If you have a Facebook, Twitter or Instagram account, you’ve likely seen at least a few year-in-review posts—a compilation of one’s favorite photos posted throughout the year. We simply could not resist the opportunity to reflect on the happenings of this year, and we posted LPA’s Best Moments on Instagram. These were the top five highlights in architecture and design for 2013. Thank you for spending another year with us, and we’ll see you in 2014.
According to Senior Designer Rick D’Amato, the newly envisioned headquarters for Pacific Dental Services (PDS) reflects a fresh direction for the way in which the company works and collaborates. The concept is focused around an “urban village” approach which incorporates internal boulevards, parks and neighborhoods providing daylight, landscape elements and organization to over 82,000 square feet of contiguous single level space. One of the most impressive features of the office is its wealth of natural daylighting. Skylights and Solatubes flood the almost windowless, while internalized vertical vegetative walls bring exterior landscape indoors and provide an organic connection to the environment.

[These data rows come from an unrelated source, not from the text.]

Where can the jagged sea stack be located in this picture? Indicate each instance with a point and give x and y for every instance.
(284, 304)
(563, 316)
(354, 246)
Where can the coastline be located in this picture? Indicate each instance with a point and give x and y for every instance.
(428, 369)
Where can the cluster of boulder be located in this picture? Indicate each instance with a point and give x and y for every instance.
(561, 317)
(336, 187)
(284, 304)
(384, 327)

4. 21st Century Learning Environments at San Marcos High School in San Marcos, Calif.
San Marcos High School is a comprehensive high school organized by discipline into Professional Learning Communities. LPA's K-12 schools design team took inspiration from these communities to create four main buildings on the campus. These include a three- and four-story building that contains a majority of the classroom space, studio-style classrooms and laboratory spaces, athletic spaces that include a 3-court gym and dance/aerobic studios and a 400-seat Performing Arts Center with teaching spaces for visual arts, band and choral lessons and performances.
The transformed school, which debuts in 2014, will meet the healthy school standards of the Collaborative for High Performance Schools (CHPS) and the campus will promote student achievement with a healthier environment and save on operating costs by including energy and water saving strategies and storm water efficiencies that will contain or scrub and water that may leave the school site.

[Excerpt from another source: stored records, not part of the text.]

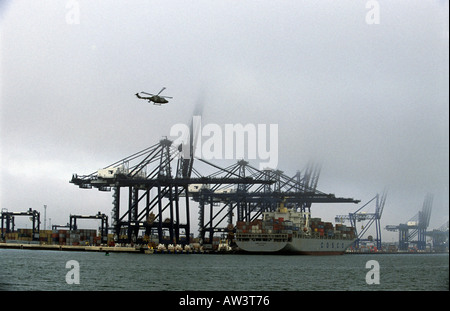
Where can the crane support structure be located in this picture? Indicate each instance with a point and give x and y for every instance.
(152, 190)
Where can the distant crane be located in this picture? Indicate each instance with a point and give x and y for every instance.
(416, 226)
(359, 216)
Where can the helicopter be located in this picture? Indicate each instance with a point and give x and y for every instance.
(156, 99)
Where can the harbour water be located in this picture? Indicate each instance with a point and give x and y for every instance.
(40, 270)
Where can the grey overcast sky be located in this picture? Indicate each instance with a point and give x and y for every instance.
(367, 101)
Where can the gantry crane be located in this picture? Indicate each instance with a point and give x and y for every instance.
(439, 238)
(361, 216)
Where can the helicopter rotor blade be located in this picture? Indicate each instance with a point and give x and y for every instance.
(161, 91)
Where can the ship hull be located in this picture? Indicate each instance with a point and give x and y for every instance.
(300, 246)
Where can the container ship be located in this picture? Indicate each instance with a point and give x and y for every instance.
(288, 231)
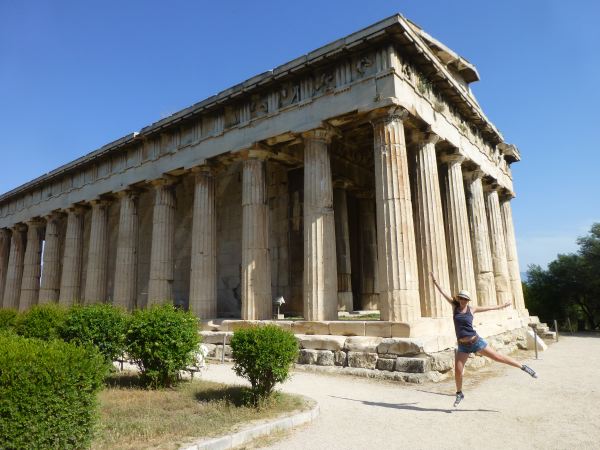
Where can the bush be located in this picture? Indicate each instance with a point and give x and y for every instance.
(162, 341)
(42, 322)
(101, 325)
(47, 393)
(8, 318)
(263, 355)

While a parking structure is certainly a unique example for a sustainable integrated approach, it demonstrates how integration can benefit a range of projects. A very impressive component to the four-story, 1,200-car parking structure is a 4,000-square-foot living wall placed between the structure circulation towers. This large living wall becomes a green backdrop to the campus’ open space, but its breathtaking design is not just for aesthetics. According to LPA President Dan Heinfeld, the living wall serves functional purposes, including screening the cars and giving the users a hint of the future landscape development.
2. Rehabilitating Neutra’s Arboretum at the Future Christ Cathedral in Garden Grove, Calif.
LPA has been working with the Diocese of Orange, to bring the Arboretum into the 21st century without disturbing the architectural significance of its rich history. The Diocese acquired the Arboretum in February 2012. Originally designed to be cutting-edge in 1961, the 22,000-square-foot building needed aesthetic and technological updates. Richard Neutra, one of Southern California’s most celebrated architects was hired by Rev. Robert Schuller for the project.
“We realized that this project wasn’t preservation, where you’re trying to lock it in time. It’s not a restoration, where you rebuild what was originally there. It’s a rehabilitation to make the building new,” says LPA Principal Jim Wirick. “Aesthetically, we want to look back. Technologically, we need to look forward.”
LPA’s design approach involves renovating the space in a way that allows Neutra’s original design intent to be brought back to life—including his own palette of colors that were hand-mixed onsite—while also retrofitting the building with modern technology.
The ExplorOcean Museum will be a one-of-a-kind experience for amateur oceanographers and has the potential to become a primary destination for all those living in and visiting the Southern California area.
The facility’s foundation is in sustainability and is designed to a LEED Platinum rating. Its sustainable message will be evident to patrons with highly efficient elements like a 12,000-foot PV array, which will provide approximately 15% of the energy use. And because the project was designed with an integrated approach, 25% of materials used in construction have been locally sourced and 20% of all construction material is made up of recycled content.
“This is being designed as a family friendly destination which will attract a world class audience and provide the most sophisticated in technology with regard to education as well as entertainment,” explains Senior Designer Rick D’Amato.